Since time immemorial, India has been a Hindu country, even after centuries of Islamic and Christian rule, it remained a Hindu country. Hindu civilization is the oldest surviving civilization in the world. Christianity wiped out pagan religious practices and culture from Europe, America, and Australia. Islam wiped out some of the oldest religions like Zoroastrian and Arabic paganism. But Hinduism has survived after almost 1,000 years of Christian and Muslim rule.
A few days ago, addressing a meeting of Akhil Bhartiya Karyakari Mandal, RSS chief Mohan Bhagwat said, “We are a Hindu Rashtra, but at the same time let me clarify Hinduism is not some form of worship or some language. Hinduism is the name of a cultural legacy which is the legacy of all people living in India. When the Jews were being chased away and looking for refuge, India was the only country that sheltered them. The religion of Parsis is safe only in India. The most happy Muslims in the world would be found in India.”
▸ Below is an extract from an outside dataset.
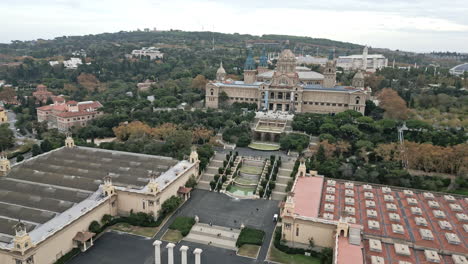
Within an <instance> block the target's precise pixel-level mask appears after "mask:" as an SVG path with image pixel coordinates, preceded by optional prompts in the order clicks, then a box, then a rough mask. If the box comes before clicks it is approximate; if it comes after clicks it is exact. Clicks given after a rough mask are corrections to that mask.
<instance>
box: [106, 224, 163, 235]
mask: <svg viewBox="0 0 468 264" xmlns="http://www.w3.org/2000/svg"><path fill="white" fill-rule="evenodd" d="M110 229H111V230H116V231H120V232H125V233H130V234H134V235H138V236H145V237H153V236H154V234H156V232H158V230H159V227H141V226H132V225H130V224H127V223H118V224H115V225H113V226H111V227H110Z"/></svg>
All India Majlis-e-Ittehadul Muslimeen (AIMIM) chief and MP from Hyderabad- Asaduddin Owaisi reacted to his statement and tweeted, “Bhagwat cannot erase my history in India by renaming it Hindu. It won’t work. He cannot insist that our cultures, faiths, creeds & individual identities all be subsumed by Hinduism. Bharat na kabhi Hindu Rashtra tha, na hai, na hi kabhi banega Inshallah.”
The conservative Islamic leader has always denied that India is Hindu Rashtra but the Supreme Court of India itself declared in 1995 that, “Ordinarily, Hindutva is understood as a way of life or a state of mind” in the country.
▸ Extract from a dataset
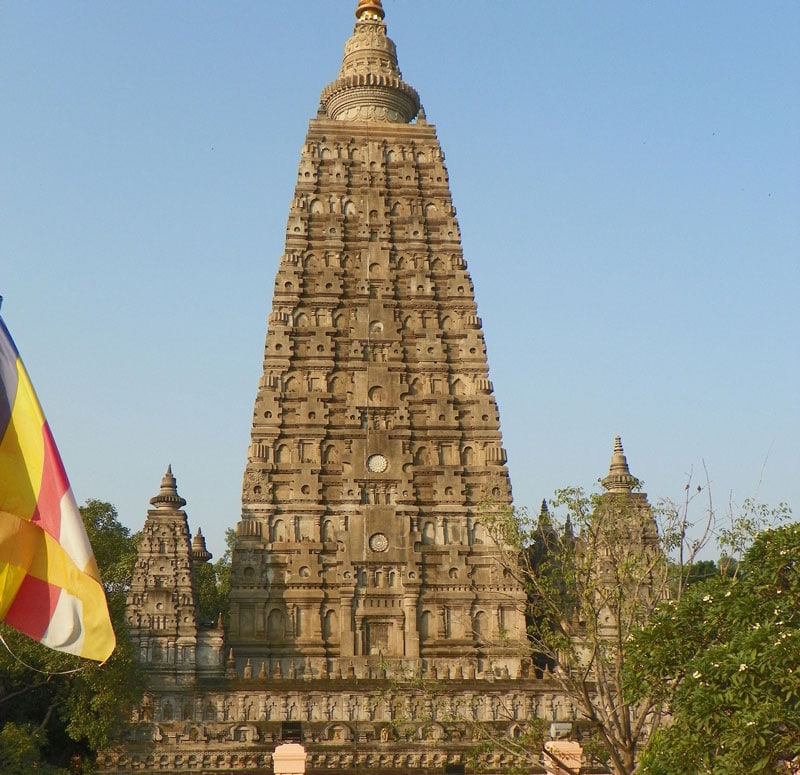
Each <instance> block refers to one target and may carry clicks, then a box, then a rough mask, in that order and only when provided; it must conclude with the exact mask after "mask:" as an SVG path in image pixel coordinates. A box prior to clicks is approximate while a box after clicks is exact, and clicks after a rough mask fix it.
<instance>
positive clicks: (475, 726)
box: [100, 0, 649, 775]
mask: <svg viewBox="0 0 800 775" xmlns="http://www.w3.org/2000/svg"><path fill="white" fill-rule="evenodd" d="M383 20H384V12H383V8H382V7H381V3H380V2H379V0H360V2H359V3H358V7H357V9H356V23H355V29H354V31H353V35H352V37H351V38H350V39H349V40H348V41H347V43H346V45H345V51H344V57H343V61H342V65H341V68H340V71H339V75H338V77H337V78H336V80H334V81H333V82H332V83H331V84H330V85H328V86H327V87H326V88H325V89H324V90H323V91H322V96H321V100H320V107H319V111H318V114H317V116H316V118H314V119H312V120H311V122H310V125H309V129H308V134H307V136H306V140H305V143H304V145H303V149H302V152H301V157H300V165H299V169H298V177H297V184H296V187H295V192H294V196H293V198H292V202H291V205H290V211H289V218H288V223H287V228H286V248H285V252H284V254H283V256H282V257H281V259H280V265H279V268H278V272H277V276H276V280H275V289H274V297H273V302H272V311H271V313H270V315H269V323H268V331H267V336H266V344H265V347H264V359H263V375H262V377H261V380H260V383H259V385H258V392H257V395H256V399H255V408H254V412H253V424H252V432H251V444H250V447H249V452H248V462H247V464H246V468H245V472H244V481H243V485H242V514H241V520H240V521H239V523H238V525H237V529H236V543H235V547H234V550H233V558H232V567H231V591H230V622H229V626H228V628H227V631H223V628H222V622H221V621H219V622H217V623H216V624H214V623H213V622H211V623H205V622H201V621H199V620H198V616H197V611H198V610H199V608H198V605H197V598H196V589H195V585H194V584H193V581H192V579H193V576H194V574H195V572H196V571H197V565H198V563H203V562H206V561H207V560H208V559H209V557H210V555H209V553H208V552H207V551H206V549H205V545H204V543H203V539H202V535H201V534H200V533H199V532H198V533H197V535H196V536H195V539H194V541H192V539H191V533H190V532H189V527H188V520H187V517H186V513H185V512H184V511H183V506H184V505H185V500H184V499H183V498H182V497H181V496H180V495H178V491H177V486H176V482H175V478H174V476H173V475H172V471H171V470H168V471H167V474H166V475H165V477H164V479H163V481H162V483H161V489H160V491H159V493H158V494H157V495H156V496H155V497H154V498H153V499H152V501H151V503H152V505H153V506H154V508H153V509H151V510H150V511H148V516H147V521H146V523H145V529H144V531H143V538H142V542H141V545H140V548H139V555H138V560H137V566H136V572H135V577H134V580H133V583H132V586H131V590H130V595H129V600H128V622H129V624H130V628H131V634H132V637H133V640H134V642H135V643H136V645H137V652H138V654H139V659H140V662H141V663H142V664H143V665H145V666H146V668H147V670H148V672H149V674H150V676H151V682H150V687H149V690H148V692H147V694H146V696H145V699H144V701H143V703H142V705H141V707H140V708H138V709H137V710H136V712H135V714H134V720H135V722H136V723H135V725H134V727H133V730H132V732H131V735H130V737H129V738H128V739H126V740H125V741H122V742H121V743H120V745H119V746H118V747H116V748H114V749H112V750H110V751H108V752H107V753H106V754H105V755H104V756H103V757H101V760H100V765H101V769H102V770H103V771H104V772H107V773H115V774H116V775H123V774H124V775H129V774H130V775H134V773H139V772H155V771H157V772H159V773H162V775H179V773H183V772H189V771H191V772H195V771H202V772H203V773H208V774H209V775H211V774H212V773H213V774H214V775H222V774H223V773H225V774H226V775H227V774H229V773H231V772H234V771H237V772H238V771H240V770H243V771H247V772H251V773H255V774H256V775H266V774H267V773H273V772H274V771H275V766H276V764H275V759H274V758H273V752H274V751H275V750H276V747H277V746H278V745H279V744H280V743H281V741H283V740H286V739H287V738H288V739H291V740H293V741H296V742H300V743H302V745H303V746H304V748H305V751H306V754H307V769H306V772H308V773H309V774H310V775H322V774H323V773H327V772H336V773H340V774H341V775H355V773H357V772H360V771H363V770H369V771H370V772H375V773H377V775H408V774H409V773H415V772H416V773H423V772H450V773H457V772H464V771H465V769H466V770H467V771H474V770H473V768H475V769H480V770H481V771H483V772H490V773H491V772H493V773H504V772H508V771H509V769H510V768H511V766H512V765H513V764H514V763H516V760H515V755H514V753H513V750H512V749H510V748H509V747H507V746H505V745H503V744H502V743H500V744H497V745H488V746H483V747H481V743H485V742H486V741H487V740H493V741H498V740H503V739H504V738H508V737H513V738H517V740H522V741H523V744H524V741H525V740H528V739H534V738H527V737H526V735H527V734H528V731H529V730H531V729H534V730H535V729H539V730H541V729H548V728H550V729H553V728H554V727H553V726H550V725H553V724H554V723H555V727H558V729H562V728H564V727H566V728H569V729H571V728H572V722H574V721H575V720H576V719H577V711H576V709H575V707H574V706H573V705H572V704H571V702H570V700H569V699H568V698H567V697H566V696H564V695H563V694H562V693H561V692H560V690H559V685H558V682H557V681H556V680H555V678H554V676H553V675H552V674H551V673H550V672H549V671H548V670H544V671H542V670H541V669H534V666H533V664H532V660H531V655H530V654H529V653H528V642H527V638H526V629H525V617H524V612H525V606H526V598H525V594H524V590H523V589H522V587H521V585H520V582H519V580H518V578H517V577H516V576H515V574H514V573H513V572H512V569H511V568H510V567H509V564H508V561H507V557H506V561H503V554H504V549H506V547H502V546H497V545H496V543H495V542H494V541H493V540H492V536H491V535H490V531H489V530H488V528H489V526H490V524H489V523H490V521H491V519H492V512H493V510H494V509H498V508H505V507H508V506H509V505H510V503H511V489H510V484H509V478H508V471H507V469H506V466H505V452H504V450H503V447H502V440H501V436H500V424H499V416H498V411H497V405H496V403H495V400H494V398H493V396H492V385H491V382H490V381H489V376H488V366H487V358H486V347H485V343H484V340H483V335H482V333H481V321H480V318H478V316H477V309H476V305H475V298H474V294H473V288H472V282H471V280H470V276H469V274H468V272H467V267H466V263H465V260H464V256H463V252H462V248H461V242H460V235H459V227H458V223H457V221H456V217H455V208H454V207H453V203H452V199H451V194H450V190H449V185H448V177H447V170H446V169H445V166H444V156H443V154H442V150H441V148H440V146H439V142H438V140H437V138H436V132H435V129H434V127H433V126H431V125H429V124H428V123H427V120H426V118H425V114H424V111H423V110H422V108H421V105H420V100H419V96H418V95H417V92H416V91H415V90H414V88H413V87H411V86H410V85H409V84H407V83H406V82H405V81H403V79H402V76H401V74H400V71H399V69H398V65H397V56H396V52H395V46H394V43H392V41H391V40H390V39H389V38H388V37H387V34H386V26H385V24H384V21H383ZM618 447H619V449H618V450H617V449H615V454H614V457H613V458H612V466H611V470H610V472H609V477H608V478H607V479H606V480H604V483H605V484H606V486H607V487H608V489H609V491H610V493H611V494H612V495H613V496H614V498H617V497H618V496H619V497H623V496H624V497H629V498H638V499H639V500H637V501H636V503H637V504H638V506H641V507H642V508H641V512H642V514H644V513H645V507H646V500H642V499H641V498H640V496H639V495H638V494H636V493H631V490H632V482H633V481H634V480H633V479H632V477H631V476H630V473H629V471H628V469H627V462H626V461H625V458H624V455H623V453H622V447H621V443H620V444H618ZM640 501H641V503H640ZM614 503H616V500H614ZM638 506H637V507H638ZM642 524H645V523H644V522H642ZM646 538H647V539H648V540H649V535H648V536H646ZM526 730H527V731H526ZM534 748H535V745H534ZM531 771H532V772H533V771H539V772H544V768H543V767H542V768H539V769H538V770H537V769H536V768H534V769H532V770H531Z"/></svg>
The people living under a particular landscape were defined as Hindus. This geographical landscape extended from the Great Himalayas in North to Indian Ocean in South, Indus River in West to Bay of Bengal in the east. What is called the Indian subcontinent today, used to be referred to as land of Hindus in ancient times. The Arabs, Europeans, and Chinese used the same definition of India in ancient times.
Persians first used the term ‘Hindustan’ to refer to the Indian subcontinent. Everyone living in the subcontinent was referred to as Hindu, irrespective of his/her religious identity. Mauritian or Surinamese people with origins in South Asia, describe themselves as Hindustani.
Most Muslims and Christian of the country have Hindu forefathers. The followers of the non Dharmic religion also practice the caste system. Historically, Islam in India has been very different from that Arabic world. The majority of Muslims in the country have Hindu ancestors, and they follow Hindu customs.
Many communities among Muslims are known by their caste affiliation like Khoja Muslim, Memon Muslim, and others. The number of Muslims whose ancestors were from foreign land does not constitute even double-digit percentage population of the community.
The Muslim community of the country practice caste system and even untouchability, which is traditionally seen as a practice associated with Hindus. A research on untouchability among Muslims in the state of UP, published in Economic and Political Weekly, concluded, “The precarious condition of Dalit Muslims due to the actions of the state is further complicated by the position taken by the conservative elite of their community. Every attempt of this marginalised group for recognition is countered by conservative Muslims citing certain Quranic verses.”
The theory that Christianity is casteless was challenged in Arundhati Roy’s debut novel, “The God of Small Things” which was based on the prevailing conditions of converts in Kerala, which is also the setting where recent murder of a Dalit Christian youth at the hands of his Syrian Christian wife’s family took place.
Therefore, the people living geographical entity of Indian subcontinent are Hindus. Pakistan tried to whitewash Hindu identity in Punjab and Sindh by imposing Urdu and Islam, and today the country suffers from an ‘identity crisis’. It lost East Pakistan because the military dictators from Pakistan tried to impose Urdu and Islamic culture over Bengali language and culture.
Vinayak Savarkar, the ideologue who popularized the term Hindutva and theorized the concept of Hindu nationalism in his book Essentials Of Hindutva, 1923, wrote, “We Hindus are bound together not only by the tie of the love we bear to a common fatherland and by the common blood that courses through our veins and keeps our hearts throbbing and our affections warm, but also by the tie of the common homage we pay to our great civilization – our Hindu culture.” Because Hindu Rashtra is defined as a geographical entity, it will remain a Hindu country as long as this geography survives.